Florida District Courts of Appeal, 2005

Jones v. State

Jones v. State
Florida District Courts of Appeal · Decided February 16, 2005 · Per Curiam
894 So. 2d 1070; 2005 WL 357433 (Southern Reporter, Second Series)

Jones v. State

Opinion

894 So.2d 1070 (2005)

Curtis JONES, Appellant,
v.
STATE of Florida, Appellee.

No. 4D05-119.

District Court of Appeal of Florida, Fourth District.

February 16, 2005.

Curtis J. Jones, Bushnell, pro se.

No appearance required for appellee.

PER CURIAM.

The order denying as successive appellant's Florida Rule of Criminal Procedure 3.800(a) motion is affirmed. Although we find the motion was not successive and barred by collateral estoppel, the motion failed to state a legally sufficient claim under rule 3.800(a).

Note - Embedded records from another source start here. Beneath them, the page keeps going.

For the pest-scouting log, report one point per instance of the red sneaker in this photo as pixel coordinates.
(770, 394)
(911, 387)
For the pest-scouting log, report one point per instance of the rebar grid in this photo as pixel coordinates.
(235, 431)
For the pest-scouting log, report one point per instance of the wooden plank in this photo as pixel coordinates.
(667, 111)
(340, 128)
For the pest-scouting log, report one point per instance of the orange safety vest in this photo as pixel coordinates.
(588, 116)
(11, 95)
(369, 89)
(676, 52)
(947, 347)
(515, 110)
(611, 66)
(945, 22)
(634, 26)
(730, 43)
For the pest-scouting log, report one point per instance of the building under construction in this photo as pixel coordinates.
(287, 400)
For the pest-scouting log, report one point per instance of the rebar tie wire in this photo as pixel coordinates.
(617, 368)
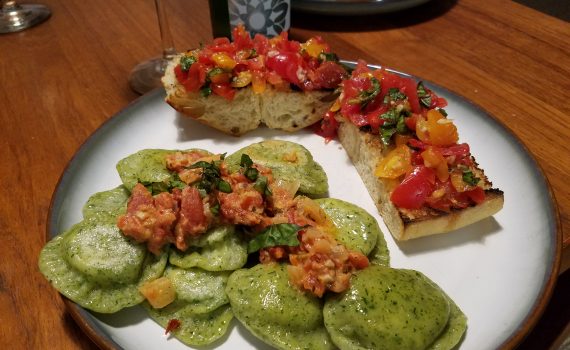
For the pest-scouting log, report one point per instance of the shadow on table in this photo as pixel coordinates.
(381, 21)
(556, 318)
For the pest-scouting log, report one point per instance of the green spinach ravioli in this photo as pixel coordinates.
(95, 265)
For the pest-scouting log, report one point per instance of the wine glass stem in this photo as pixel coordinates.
(8, 5)
(168, 50)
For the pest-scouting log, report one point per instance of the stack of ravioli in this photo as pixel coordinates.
(99, 268)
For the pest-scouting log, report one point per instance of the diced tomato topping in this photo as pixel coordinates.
(414, 189)
(327, 127)
(477, 195)
(224, 90)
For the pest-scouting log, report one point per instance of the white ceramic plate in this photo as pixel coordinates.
(500, 271)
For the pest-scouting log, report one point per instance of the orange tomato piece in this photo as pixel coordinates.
(396, 163)
(435, 160)
(436, 130)
(258, 82)
(313, 47)
(224, 61)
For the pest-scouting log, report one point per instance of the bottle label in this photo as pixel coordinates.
(267, 17)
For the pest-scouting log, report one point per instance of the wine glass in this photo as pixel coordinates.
(146, 75)
(15, 17)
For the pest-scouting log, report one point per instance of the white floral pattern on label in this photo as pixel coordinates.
(267, 17)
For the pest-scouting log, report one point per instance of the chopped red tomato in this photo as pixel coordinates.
(327, 127)
(414, 189)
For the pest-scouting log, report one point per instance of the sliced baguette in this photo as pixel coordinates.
(285, 110)
(366, 150)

Accordingly, affirmance is without prejudice for appellant to again seek relief in the trial court through a rule 3.800(a) motion that specifically identifies non-hearsay, record evidence supporting the claim of a violation of Hale v. State, 630 So.2d 521 (Fla. 1993).

See Burgess v. State, 831 So.2d 137 (Fla. 2002); Brown v. State, 806 So.2d 627 (Fla. 4th DCA 2002); Nelson v. State, 855 So.2d 132 (Fla. 4th DCA 2003); Speas v. State, 887 So.2d 416 (Fla. 2d DCA 2004).

FARMER, C.J., POLEN and GROSS, JJ., concur.